前回は、「OpenADR1.0のおさらい-後編」として、OpenADR1.0でのDRに関連するオブジェクトのデータ要件と使われ方をご紹介しました。
OpenADR2.0 - その2」の「デマンドレスポンスビジネスの基本的な流れ」の図と照らし合わせると、「1.0:DRプログラム管理:Administrate DR Program」および「5.0:DRイベント後の管理:Post DR Event Management」に関連するデータ構造とユースケースの説明が見当たりませんが、「OpenADR1.0システム要求仕様書:OpenADR 1.0 System Requirements Specification(SRSと略)」の「1.2 Scope」に、以下のような断り書きがありました。

Furthermore this SRS does not cover many of the administrative aspects of managing a DR program such as measurement and verification and settlement. The SRS is focused on only those aspects of DR management that is required to facilitate the exchange of DR signals with their customers.

また、DRイベントを起動するかどうかを判断するためには、事前に系統運用状況がどうなるか需要予測を行う必要がありますが、その部分もOpenADRの対象外とされていることは、前回の「OpenADRのデータ・アーキテクチャー」で「 需要予測オブジェクト(対象外):Forecast Demand (out of scope)」となっていたことを思い出していただければと思います。

ということで、OpenADR1.0 SRSに関して主な部分はカバーできたと思ったのですが、「OpenADR1.0の機能仕様及びユースケース:OpenADR 1.0 System Requirements Specification」(FRUと略)に関していうと、まだカバーしきれていません。

FRUには、DRプログラムのユースケース(①Create DR Program、②Update DR Program、③Remove DR Program)が記載されており、「The items that should be considered include, but are not limited to」という控えめな表現でDRプログラムの大まかなデータ構造も規定されていますが、自動DRとしてM2Mインタフェースで取り扱われる部分ではないので、上記のSRSの考え(英文部分)に従い、今回は取り扱いませんでした。興味のある方は、FRUの「4. Administrate DR Program」をご覧ください。FRUの「8. Post DR Event Management」も、同様の理由で、割愛させていただいています。

ただ、FRUの「4.8 DR Event Execution」の部分は、自動DRの一番肝心な部分ですので、これをご紹介しない訳にはいきません。
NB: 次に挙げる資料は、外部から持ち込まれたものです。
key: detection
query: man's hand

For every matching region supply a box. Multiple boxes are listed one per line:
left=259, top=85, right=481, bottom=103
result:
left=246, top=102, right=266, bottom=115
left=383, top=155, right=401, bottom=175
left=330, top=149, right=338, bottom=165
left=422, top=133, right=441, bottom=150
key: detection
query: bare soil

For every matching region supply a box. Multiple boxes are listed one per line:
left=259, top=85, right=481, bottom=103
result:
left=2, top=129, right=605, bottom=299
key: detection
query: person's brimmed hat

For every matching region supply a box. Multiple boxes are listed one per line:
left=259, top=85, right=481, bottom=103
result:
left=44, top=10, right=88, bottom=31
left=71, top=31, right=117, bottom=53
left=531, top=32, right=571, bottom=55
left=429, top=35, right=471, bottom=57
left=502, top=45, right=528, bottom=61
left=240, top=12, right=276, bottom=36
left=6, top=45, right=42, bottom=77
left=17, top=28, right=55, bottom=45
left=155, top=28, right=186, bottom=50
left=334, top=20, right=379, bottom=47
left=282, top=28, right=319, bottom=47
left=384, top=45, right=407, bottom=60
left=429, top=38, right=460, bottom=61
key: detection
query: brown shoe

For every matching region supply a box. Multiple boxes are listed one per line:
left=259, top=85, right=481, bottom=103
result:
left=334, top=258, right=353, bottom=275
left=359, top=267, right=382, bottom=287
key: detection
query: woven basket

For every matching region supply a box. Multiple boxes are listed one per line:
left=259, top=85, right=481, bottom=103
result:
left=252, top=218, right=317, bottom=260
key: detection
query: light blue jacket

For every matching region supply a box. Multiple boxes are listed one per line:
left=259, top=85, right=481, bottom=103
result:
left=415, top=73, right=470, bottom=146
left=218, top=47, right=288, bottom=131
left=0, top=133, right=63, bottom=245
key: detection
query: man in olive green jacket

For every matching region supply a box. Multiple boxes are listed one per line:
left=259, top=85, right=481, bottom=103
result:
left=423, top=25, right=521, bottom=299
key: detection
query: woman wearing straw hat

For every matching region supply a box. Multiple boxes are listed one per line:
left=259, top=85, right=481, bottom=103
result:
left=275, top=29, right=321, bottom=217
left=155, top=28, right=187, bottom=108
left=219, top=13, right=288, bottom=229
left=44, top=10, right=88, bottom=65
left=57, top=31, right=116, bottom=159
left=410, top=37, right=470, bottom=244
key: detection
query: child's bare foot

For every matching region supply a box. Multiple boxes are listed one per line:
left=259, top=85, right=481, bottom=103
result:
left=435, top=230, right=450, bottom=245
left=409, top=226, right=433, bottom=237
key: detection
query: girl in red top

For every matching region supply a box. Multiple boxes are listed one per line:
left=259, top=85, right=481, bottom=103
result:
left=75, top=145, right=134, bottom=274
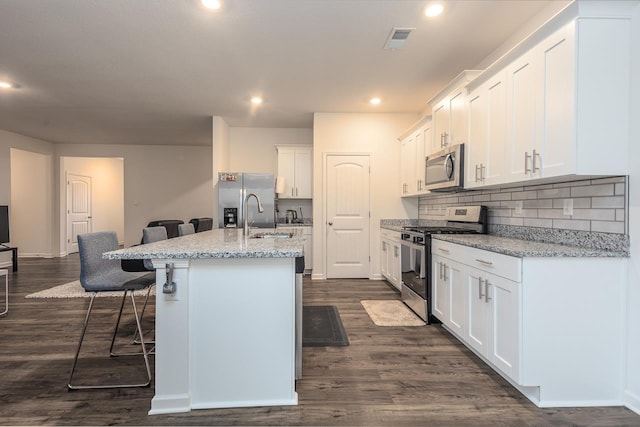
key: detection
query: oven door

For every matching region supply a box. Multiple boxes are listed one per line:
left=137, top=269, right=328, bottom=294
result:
left=400, top=240, right=427, bottom=299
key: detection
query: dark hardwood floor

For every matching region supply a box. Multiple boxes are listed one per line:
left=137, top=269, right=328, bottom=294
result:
left=0, top=256, right=640, bottom=426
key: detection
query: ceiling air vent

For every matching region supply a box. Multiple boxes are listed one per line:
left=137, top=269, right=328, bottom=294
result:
left=384, top=27, right=415, bottom=49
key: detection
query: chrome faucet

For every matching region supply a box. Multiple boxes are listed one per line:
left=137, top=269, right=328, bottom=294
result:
left=242, top=193, right=264, bottom=236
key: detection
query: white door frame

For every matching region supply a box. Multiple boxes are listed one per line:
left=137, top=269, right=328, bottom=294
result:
left=322, top=151, right=373, bottom=280
left=65, top=171, right=93, bottom=255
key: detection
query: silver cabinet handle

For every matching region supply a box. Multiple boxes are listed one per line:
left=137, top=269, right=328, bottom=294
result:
left=484, top=280, right=491, bottom=302
left=440, top=132, right=449, bottom=148
left=531, top=150, right=540, bottom=173
left=162, top=263, right=176, bottom=294
left=524, top=151, right=531, bottom=173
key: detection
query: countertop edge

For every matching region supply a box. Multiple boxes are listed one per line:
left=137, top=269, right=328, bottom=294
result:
left=432, top=234, right=630, bottom=258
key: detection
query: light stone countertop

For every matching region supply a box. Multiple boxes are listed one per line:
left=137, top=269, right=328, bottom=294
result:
left=103, top=228, right=305, bottom=259
left=431, top=234, right=629, bottom=258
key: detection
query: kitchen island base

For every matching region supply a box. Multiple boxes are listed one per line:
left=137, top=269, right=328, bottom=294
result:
left=149, top=258, right=298, bottom=415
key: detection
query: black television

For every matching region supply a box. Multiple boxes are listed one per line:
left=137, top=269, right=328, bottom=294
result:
left=0, top=205, right=9, bottom=245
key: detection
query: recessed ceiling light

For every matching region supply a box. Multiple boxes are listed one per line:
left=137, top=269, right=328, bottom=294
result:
left=200, top=0, right=222, bottom=10
left=424, top=3, right=444, bottom=18
left=0, top=80, right=18, bottom=89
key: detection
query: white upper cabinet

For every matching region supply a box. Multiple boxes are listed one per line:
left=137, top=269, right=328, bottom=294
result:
left=507, top=47, right=541, bottom=181
left=465, top=71, right=508, bottom=188
left=399, top=116, right=432, bottom=196
left=465, top=2, right=630, bottom=188
left=427, top=70, right=481, bottom=154
left=276, top=145, right=313, bottom=199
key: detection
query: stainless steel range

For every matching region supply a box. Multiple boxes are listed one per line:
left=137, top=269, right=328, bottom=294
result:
left=400, top=206, right=487, bottom=323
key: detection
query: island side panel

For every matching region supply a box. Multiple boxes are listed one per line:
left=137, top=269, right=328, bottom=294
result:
left=149, top=259, right=191, bottom=415
left=189, top=258, right=297, bottom=409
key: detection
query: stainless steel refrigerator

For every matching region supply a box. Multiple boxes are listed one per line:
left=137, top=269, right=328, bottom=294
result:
left=218, top=172, right=276, bottom=228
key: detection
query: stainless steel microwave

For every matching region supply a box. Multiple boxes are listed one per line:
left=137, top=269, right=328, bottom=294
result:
left=424, top=144, right=464, bottom=192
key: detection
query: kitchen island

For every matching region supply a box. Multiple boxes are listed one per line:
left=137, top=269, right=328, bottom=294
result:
left=104, top=229, right=304, bottom=415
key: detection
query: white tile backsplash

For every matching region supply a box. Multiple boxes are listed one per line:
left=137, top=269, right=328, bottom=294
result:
left=418, top=176, right=628, bottom=234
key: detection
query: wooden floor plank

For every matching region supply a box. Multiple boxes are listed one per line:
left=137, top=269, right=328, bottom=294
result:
left=0, top=255, right=640, bottom=426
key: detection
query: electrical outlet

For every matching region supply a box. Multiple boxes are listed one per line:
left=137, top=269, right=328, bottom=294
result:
left=562, top=199, right=573, bottom=215
left=516, top=200, right=523, bottom=215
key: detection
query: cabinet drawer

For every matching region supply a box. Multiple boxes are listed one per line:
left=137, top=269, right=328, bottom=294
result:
left=431, top=239, right=522, bottom=282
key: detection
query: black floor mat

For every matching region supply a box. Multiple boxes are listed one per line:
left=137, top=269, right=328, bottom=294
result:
left=302, top=305, right=349, bottom=347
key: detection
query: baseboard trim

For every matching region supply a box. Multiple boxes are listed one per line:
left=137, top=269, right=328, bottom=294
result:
left=622, top=390, right=640, bottom=415
left=18, top=252, right=56, bottom=258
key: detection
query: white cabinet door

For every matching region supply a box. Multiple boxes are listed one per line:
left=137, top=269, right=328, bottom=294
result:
left=447, top=260, right=468, bottom=337
left=302, top=227, right=313, bottom=270
left=464, top=85, right=488, bottom=188
left=465, top=268, right=489, bottom=355
left=533, top=25, right=576, bottom=177
left=278, top=148, right=296, bottom=199
left=488, top=71, right=509, bottom=185
left=276, top=146, right=313, bottom=199
left=389, top=242, right=402, bottom=289
left=445, top=87, right=468, bottom=147
left=485, top=273, right=521, bottom=381
left=410, top=128, right=425, bottom=193
left=295, top=148, right=312, bottom=199
left=380, top=240, right=391, bottom=280
left=431, top=255, right=451, bottom=326
left=507, top=51, right=540, bottom=182
left=400, top=135, right=416, bottom=196
left=431, top=99, right=449, bottom=153
left=416, top=121, right=433, bottom=193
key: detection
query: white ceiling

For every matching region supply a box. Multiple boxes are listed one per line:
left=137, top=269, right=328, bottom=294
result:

SRSでDRイベントオブジェクト及び事前通知型DRイベントオブジェクトのデータ要件と、それらのオブジェクトの使われ方(Register/Notify、Update、Cancel)まではカバーしましたので、今回は、「OpenADR1.0のおさらい-後編の補足」というか、むしろ、「OpenADR1.0のおさらい-本編」ということで、「DRイベントの実行:Execute DR Event」のユースケースに関してご紹介したいと思います。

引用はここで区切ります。